This week’s highlighted discussion tackles the topic of small projects for folks who are just beginning their training in bioinformatics, or possibly a career transition into a new area. It’s an issue that has come up a number of times, and this new idea for connecting students and projects is a good one, I think.
Biostars is a site for asking, answering and discussing bioinformatics questions and issues. We are members of the community and find it very useful. Often questions and answers arise at Biostars that are germane to our readers (end users of genomics resources). Every Thursday we will be highlighting one of those items or discussions here in this thread. You can ask questions in this thread, or you can always join in at Biostars.
I’m a Computer Scientist/experienced developer looking to get into the field, and contributing to Open Source seems to be one of the first suggestions people make for starting out in bioinformatics.
I was wondering if anyone had any recommendations for open source software projects worth contributing to, particularly ones that might have some low hanging fruit or are in real need of help. Is there any tools you folk are using right now that really needs feature X or are you a project maintainer that needs a dig out? The difficulty I’m having is that because I’m not working with these tools day to day, I don’t have the best view of the commonly used tools and their associated problems.
The answer with the idea for the “Pick me up!” tag struck me as a good system for this sort of thing. Maybe others could implement this kind of tag on their projects too, if they have suitable small tasks. So I thought I’d raise the awareness of that a little bit–in case someone comes to us on a search for “small academic projects in bioinformatics” again. I hope they find some. I still think it’s a need on both sides.
This week’s Video Tip of the Week is Aquaria, a new resource for exploring protein structures, mutations, and similarities to other proteins. It’s a very well-designed and interactive experience for end users. It is aimed largely at biologists who could benefit from exploring the structural details of their proteins of interest, but are daunted by tools aimed at structural biologists. But for tool developers, you should also look at how this rollout went. It’s one of the best examples of a tool launch I’ve seen in this field. And I’ve seen a lot.

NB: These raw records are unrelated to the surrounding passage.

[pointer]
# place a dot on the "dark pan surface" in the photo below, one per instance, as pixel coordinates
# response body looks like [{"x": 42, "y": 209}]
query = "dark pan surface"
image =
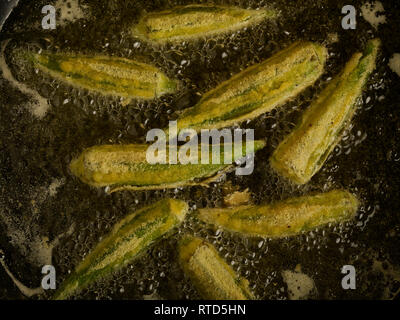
[{"x": 40, "y": 199}]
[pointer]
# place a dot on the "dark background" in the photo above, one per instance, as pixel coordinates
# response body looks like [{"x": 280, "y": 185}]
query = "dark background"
[{"x": 34, "y": 152}]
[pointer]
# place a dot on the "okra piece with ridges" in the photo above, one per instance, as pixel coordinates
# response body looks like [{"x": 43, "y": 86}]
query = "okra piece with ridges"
[
  {"x": 210, "y": 274},
  {"x": 284, "y": 218},
  {"x": 127, "y": 167},
  {"x": 107, "y": 75},
  {"x": 196, "y": 21},
  {"x": 304, "y": 151},
  {"x": 257, "y": 89},
  {"x": 128, "y": 239}
]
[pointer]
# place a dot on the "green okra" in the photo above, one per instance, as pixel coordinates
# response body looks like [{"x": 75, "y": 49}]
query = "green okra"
[
  {"x": 195, "y": 21},
  {"x": 284, "y": 218},
  {"x": 257, "y": 89},
  {"x": 107, "y": 75},
  {"x": 211, "y": 275},
  {"x": 129, "y": 238},
  {"x": 304, "y": 151},
  {"x": 127, "y": 167}
]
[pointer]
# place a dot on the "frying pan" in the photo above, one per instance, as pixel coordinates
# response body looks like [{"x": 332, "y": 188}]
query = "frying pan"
[{"x": 41, "y": 204}]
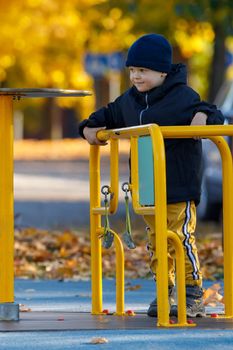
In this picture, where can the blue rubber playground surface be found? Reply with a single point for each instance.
(61, 298)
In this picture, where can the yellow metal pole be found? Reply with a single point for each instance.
(95, 223)
(227, 174)
(6, 201)
(114, 175)
(160, 225)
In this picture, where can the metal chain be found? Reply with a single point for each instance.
(127, 235)
(108, 236)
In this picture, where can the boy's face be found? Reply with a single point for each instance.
(145, 79)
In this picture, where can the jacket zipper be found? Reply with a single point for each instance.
(143, 110)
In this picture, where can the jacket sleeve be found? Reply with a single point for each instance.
(215, 116)
(109, 116)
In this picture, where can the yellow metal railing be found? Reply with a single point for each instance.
(6, 202)
(96, 211)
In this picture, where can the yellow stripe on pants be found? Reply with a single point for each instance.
(181, 219)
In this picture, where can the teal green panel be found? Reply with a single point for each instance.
(145, 171)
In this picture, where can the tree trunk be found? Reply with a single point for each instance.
(218, 69)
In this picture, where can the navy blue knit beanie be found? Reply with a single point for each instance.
(151, 51)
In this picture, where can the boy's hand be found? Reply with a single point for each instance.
(199, 119)
(90, 136)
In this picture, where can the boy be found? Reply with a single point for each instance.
(160, 95)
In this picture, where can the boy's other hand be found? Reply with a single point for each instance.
(90, 136)
(199, 119)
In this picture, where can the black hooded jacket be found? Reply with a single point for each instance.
(172, 103)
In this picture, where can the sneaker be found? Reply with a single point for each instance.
(194, 302)
(152, 311)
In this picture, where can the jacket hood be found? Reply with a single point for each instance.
(177, 76)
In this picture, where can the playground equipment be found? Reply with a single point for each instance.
(96, 212)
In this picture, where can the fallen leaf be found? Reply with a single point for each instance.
(99, 340)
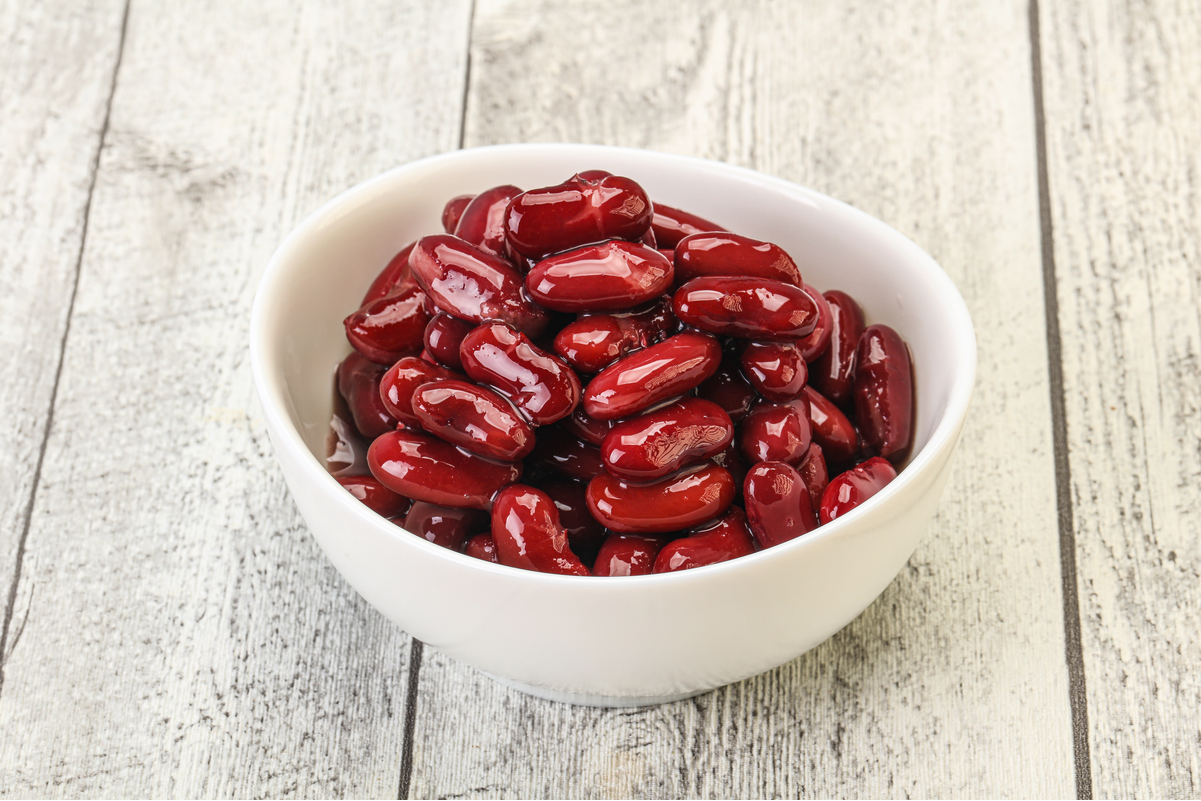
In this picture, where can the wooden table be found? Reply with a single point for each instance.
(172, 629)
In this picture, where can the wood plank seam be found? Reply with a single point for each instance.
(1071, 625)
(58, 369)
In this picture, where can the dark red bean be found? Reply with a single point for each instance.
(834, 372)
(446, 526)
(627, 555)
(883, 393)
(778, 503)
(776, 432)
(848, 490)
(680, 501)
(426, 468)
(527, 532)
(375, 495)
(537, 383)
(453, 210)
(473, 285)
(481, 547)
(673, 225)
(653, 444)
(776, 369)
(578, 211)
(831, 429)
(754, 309)
(443, 335)
(359, 383)
(390, 328)
(717, 542)
(401, 380)
(482, 222)
(473, 418)
(609, 276)
(647, 377)
(723, 253)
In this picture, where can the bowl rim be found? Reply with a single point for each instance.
(287, 436)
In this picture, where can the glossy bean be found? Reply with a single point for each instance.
(425, 468)
(539, 384)
(680, 501)
(778, 503)
(850, 489)
(578, 211)
(653, 444)
(609, 276)
(721, 541)
(834, 371)
(883, 393)
(473, 418)
(726, 253)
(647, 377)
(527, 532)
(473, 285)
(754, 309)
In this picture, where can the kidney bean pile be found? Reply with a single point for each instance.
(573, 380)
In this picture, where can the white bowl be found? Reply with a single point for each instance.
(609, 641)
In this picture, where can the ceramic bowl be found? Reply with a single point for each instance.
(639, 639)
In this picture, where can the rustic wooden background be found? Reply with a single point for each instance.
(171, 629)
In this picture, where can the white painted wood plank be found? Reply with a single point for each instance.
(55, 78)
(954, 683)
(185, 637)
(1123, 126)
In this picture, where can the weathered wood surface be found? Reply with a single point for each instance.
(1123, 125)
(952, 683)
(181, 633)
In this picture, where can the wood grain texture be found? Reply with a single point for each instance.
(185, 637)
(954, 682)
(1122, 88)
(55, 79)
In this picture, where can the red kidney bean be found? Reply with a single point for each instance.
(653, 444)
(883, 393)
(473, 418)
(831, 429)
(559, 453)
(394, 276)
(473, 285)
(443, 335)
(375, 495)
(721, 541)
(627, 555)
(359, 383)
(834, 371)
(390, 328)
(643, 380)
(446, 526)
(401, 380)
(730, 255)
(481, 547)
(680, 501)
(537, 383)
(848, 490)
(776, 432)
(753, 309)
(426, 468)
(482, 222)
(578, 211)
(673, 225)
(778, 503)
(527, 533)
(610, 276)
(776, 369)
(453, 210)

So first, the tool. Aquaria offers users a streamlined way to access and explore protein structures. Combining the kinds of information you get from the PDB structure resources, and additional details like the UniProt mutations. Currently you start with a basic search by asking for a protein by name, or PDB or UniProt ID. They have pre-calculated the relationships of proteins in PDB and Swiss-Prot to quickly offer you a structure and related proteins. The paper notes: “Currently, Aquaria contains 46 million precalculated sequence-to-structure alignments, resulting in at least one matching structure for 87% of Swiss-Prot proteins and a median of 35 structures per protein….” In addition, it lets you explore other important biological features such as InterPro domains, post-translational modifications, so you can think about how the mutations + structures + functions impact a given protein that you are interested in. As they describe it:
“We have loaded SNP data from Uniprot and Interpro so you can see where the mutations lie on your 3D model. And we have found that you may be pleasantly surprised to find your mutations clustering in 3D space!”

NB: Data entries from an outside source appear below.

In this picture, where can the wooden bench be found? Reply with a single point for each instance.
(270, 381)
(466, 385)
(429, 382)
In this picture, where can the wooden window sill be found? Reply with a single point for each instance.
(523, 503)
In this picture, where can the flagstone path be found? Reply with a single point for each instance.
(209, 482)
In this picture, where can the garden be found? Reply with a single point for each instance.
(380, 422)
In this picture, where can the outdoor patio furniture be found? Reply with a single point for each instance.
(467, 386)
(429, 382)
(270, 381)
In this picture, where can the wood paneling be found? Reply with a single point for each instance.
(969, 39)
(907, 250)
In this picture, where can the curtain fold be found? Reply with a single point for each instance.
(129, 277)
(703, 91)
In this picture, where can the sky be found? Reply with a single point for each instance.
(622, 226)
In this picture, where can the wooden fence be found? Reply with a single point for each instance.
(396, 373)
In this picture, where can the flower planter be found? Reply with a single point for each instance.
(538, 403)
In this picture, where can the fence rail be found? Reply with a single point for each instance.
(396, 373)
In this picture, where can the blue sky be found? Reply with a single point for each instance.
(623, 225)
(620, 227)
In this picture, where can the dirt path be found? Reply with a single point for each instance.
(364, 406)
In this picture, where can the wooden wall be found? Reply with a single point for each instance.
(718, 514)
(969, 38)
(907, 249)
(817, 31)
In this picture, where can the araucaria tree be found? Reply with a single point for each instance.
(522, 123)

Another handy feature they provided is a Quick Reference Card with shortcuts to the functions [PDF]. In addition to this intro, they have a longer video as well. This is more like a typical lecture with the background, the framework, the goals of the project, and more about the underlying database.

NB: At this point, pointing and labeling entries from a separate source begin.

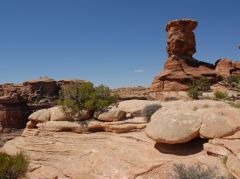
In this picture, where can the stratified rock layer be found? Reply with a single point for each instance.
(181, 68)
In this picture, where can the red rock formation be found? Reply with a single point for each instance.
(18, 101)
(226, 67)
(181, 68)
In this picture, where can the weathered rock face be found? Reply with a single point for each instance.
(180, 37)
(18, 101)
(181, 68)
(13, 114)
(180, 122)
(226, 67)
(101, 155)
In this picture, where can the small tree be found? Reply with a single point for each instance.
(13, 167)
(198, 87)
(78, 98)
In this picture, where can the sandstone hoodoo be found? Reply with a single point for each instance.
(181, 68)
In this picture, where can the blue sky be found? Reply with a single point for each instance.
(114, 42)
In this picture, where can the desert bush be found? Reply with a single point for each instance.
(197, 171)
(13, 167)
(194, 92)
(233, 80)
(204, 84)
(235, 104)
(76, 98)
(149, 110)
(197, 87)
(220, 95)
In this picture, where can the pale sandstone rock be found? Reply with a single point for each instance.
(57, 114)
(130, 125)
(172, 127)
(216, 149)
(179, 121)
(112, 115)
(233, 165)
(98, 155)
(42, 115)
(136, 107)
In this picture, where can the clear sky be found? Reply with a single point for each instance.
(114, 42)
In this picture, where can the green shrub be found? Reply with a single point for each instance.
(194, 92)
(235, 104)
(197, 87)
(220, 95)
(233, 80)
(13, 167)
(203, 84)
(149, 110)
(76, 98)
(193, 172)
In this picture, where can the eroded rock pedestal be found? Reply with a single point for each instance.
(181, 68)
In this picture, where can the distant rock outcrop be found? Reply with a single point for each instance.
(18, 101)
(181, 68)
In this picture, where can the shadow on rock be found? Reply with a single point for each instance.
(193, 147)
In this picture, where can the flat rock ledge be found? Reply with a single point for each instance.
(100, 155)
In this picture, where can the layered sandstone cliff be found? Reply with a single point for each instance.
(181, 68)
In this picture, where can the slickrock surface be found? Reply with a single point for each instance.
(180, 122)
(103, 155)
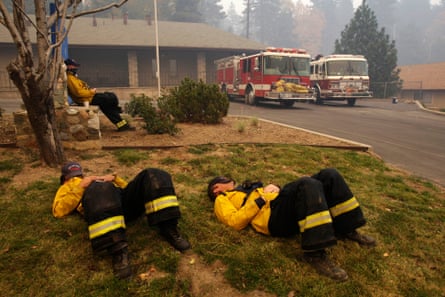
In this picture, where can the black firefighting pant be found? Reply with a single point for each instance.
(107, 207)
(109, 105)
(318, 208)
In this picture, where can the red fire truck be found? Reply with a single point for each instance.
(340, 78)
(276, 74)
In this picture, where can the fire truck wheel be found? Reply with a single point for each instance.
(351, 101)
(287, 103)
(250, 97)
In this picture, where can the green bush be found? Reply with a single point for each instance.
(157, 120)
(195, 102)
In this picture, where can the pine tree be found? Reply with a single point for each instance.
(362, 37)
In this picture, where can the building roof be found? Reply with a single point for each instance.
(423, 76)
(89, 31)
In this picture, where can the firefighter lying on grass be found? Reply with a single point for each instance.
(108, 201)
(320, 208)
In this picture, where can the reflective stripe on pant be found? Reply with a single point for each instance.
(104, 215)
(151, 192)
(301, 208)
(103, 227)
(161, 203)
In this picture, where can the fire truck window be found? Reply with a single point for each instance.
(321, 69)
(283, 66)
(338, 67)
(271, 65)
(246, 65)
(257, 64)
(358, 68)
(300, 66)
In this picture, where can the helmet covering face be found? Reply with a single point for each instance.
(213, 182)
(69, 170)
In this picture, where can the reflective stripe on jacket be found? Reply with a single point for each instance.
(231, 209)
(105, 226)
(69, 196)
(78, 89)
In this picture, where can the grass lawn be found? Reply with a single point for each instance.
(44, 256)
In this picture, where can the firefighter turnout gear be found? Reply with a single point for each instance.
(107, 206)
(80, 92)
(316, 207)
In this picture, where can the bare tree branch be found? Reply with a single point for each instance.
(103, 8)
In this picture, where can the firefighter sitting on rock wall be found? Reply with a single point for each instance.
(108, 201)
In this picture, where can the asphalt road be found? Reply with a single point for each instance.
(402, 134)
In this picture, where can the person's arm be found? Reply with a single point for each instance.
(238, 219)
(67, 198)
(79, 89)
(69, 195)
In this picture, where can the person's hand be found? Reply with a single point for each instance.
(220, 188)
(86, 181)
(271, 188)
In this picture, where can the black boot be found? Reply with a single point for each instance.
(169, 230)
(121, 264)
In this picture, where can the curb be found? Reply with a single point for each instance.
(428, 110)
(354, 145)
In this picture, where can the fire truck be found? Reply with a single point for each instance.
(340, 78)
(276, 74)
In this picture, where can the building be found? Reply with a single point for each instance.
(120, 54)
(425, 83)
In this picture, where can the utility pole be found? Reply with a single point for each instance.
(158, 69)
(248, 18)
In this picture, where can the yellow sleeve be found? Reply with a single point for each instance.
(68, 198)
(78, 89)
(120, 182)
(228, 214)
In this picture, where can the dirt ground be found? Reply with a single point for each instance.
(231, 130)
(206, 280)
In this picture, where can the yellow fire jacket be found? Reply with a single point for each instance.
(231, 210)
(78, 89)
(69, 196)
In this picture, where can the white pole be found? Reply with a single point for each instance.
(158, 69)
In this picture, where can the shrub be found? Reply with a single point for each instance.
(157, 120)
(195, 102)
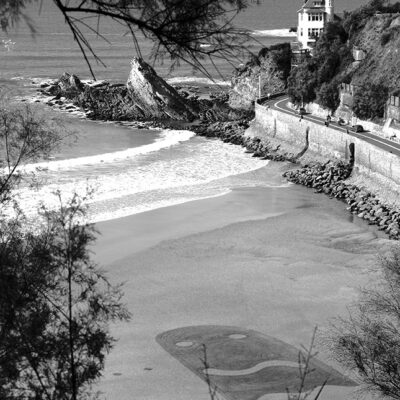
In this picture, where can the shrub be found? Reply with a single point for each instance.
(386, 36)
(368, 341)
(328, 96)
(369, 101)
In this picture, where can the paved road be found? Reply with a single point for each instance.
(281, 104)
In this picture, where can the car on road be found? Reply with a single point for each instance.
(357, 128)
(302, 111)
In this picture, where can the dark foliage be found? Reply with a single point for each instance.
(302, 82)
(369, 101)
(55, 307)
(183, 30)
(328, 95)
(25, 136)
(313, 79)
(368, 341)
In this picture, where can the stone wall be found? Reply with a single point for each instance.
(325, 142)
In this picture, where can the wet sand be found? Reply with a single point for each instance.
(276, 260)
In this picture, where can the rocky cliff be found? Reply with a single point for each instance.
(268, 72)
(380, 40)
(153, 97)
(146, 96)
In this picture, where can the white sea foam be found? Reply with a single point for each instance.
(192, 170)
(194, 80)
(145, 207)
(274, 33)
(167, 139)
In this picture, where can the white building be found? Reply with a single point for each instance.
(312, 19)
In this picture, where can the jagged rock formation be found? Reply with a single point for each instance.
(145, 97)
(380, 40)
(153, 96)
(268, 72)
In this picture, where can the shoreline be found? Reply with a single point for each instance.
(276, 260)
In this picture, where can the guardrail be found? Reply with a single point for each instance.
(270, 97)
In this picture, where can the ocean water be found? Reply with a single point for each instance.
(131, 170)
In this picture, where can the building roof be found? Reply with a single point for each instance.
(311, 4)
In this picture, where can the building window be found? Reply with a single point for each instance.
(314, 32)
(316, 17)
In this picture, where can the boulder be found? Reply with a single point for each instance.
(155, 97)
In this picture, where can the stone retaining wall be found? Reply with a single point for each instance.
(324, 142)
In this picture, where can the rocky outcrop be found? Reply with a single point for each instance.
(267, 73)
(153, 96)
(329, 178)
(146, 96)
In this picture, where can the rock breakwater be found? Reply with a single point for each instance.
(329, 178)
(234, 132)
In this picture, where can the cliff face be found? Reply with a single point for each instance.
(268, 72)
(153, 96)
(380, 40)
(145, 97)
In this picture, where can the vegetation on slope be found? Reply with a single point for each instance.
(373, 28)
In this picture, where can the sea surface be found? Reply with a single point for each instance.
(130, 170)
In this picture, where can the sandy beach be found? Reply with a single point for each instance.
(277, 260)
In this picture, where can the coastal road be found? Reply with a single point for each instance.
(281, 104)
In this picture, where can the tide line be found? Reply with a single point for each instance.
(252, 370)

Now, this thing about the rollout of this software project. I found it when I was looking over the talks at the upcoming VIZBI conference (Visualizing Biological Data). Every year I find there are awesome ideas that come out of VIZBI, and tools I want to explore. Among them this year is Aquaria. So I went looking for more detail, and found some of the traditional stuff. The paper (below), the press release, etc. And then I found the Reddit discussion. The Aquaria team did a Science AMA on this tool. It engaged a range of folks–some folks just fans of science who had probably never seen protein structures before. That’s fine with me–the more folks who appreciate research and learn about how researchers explore proteins is a good thing. But others had good technical questions for the team–such as other ways to find proteins of interest with sequence searches, or integration with other tools like UCSC Genome Browser. All the answers are over there. I enjoyed the question about the name of the tool:
It seems you get the ideas we had in mind: using Aquaria lets us observe these fascinating creatures (proteins) from the natural world. Aquaria creates an artificial environment and lighting where we can observe isolated proteins; like aquarium fish, proteins are often beautiful and (usually) live in water.
I asked them about how this played out, and they had ~1000 folks visit their site as a result of this Reddit event. That was really interesting to me, and a very neat route to drive awareness.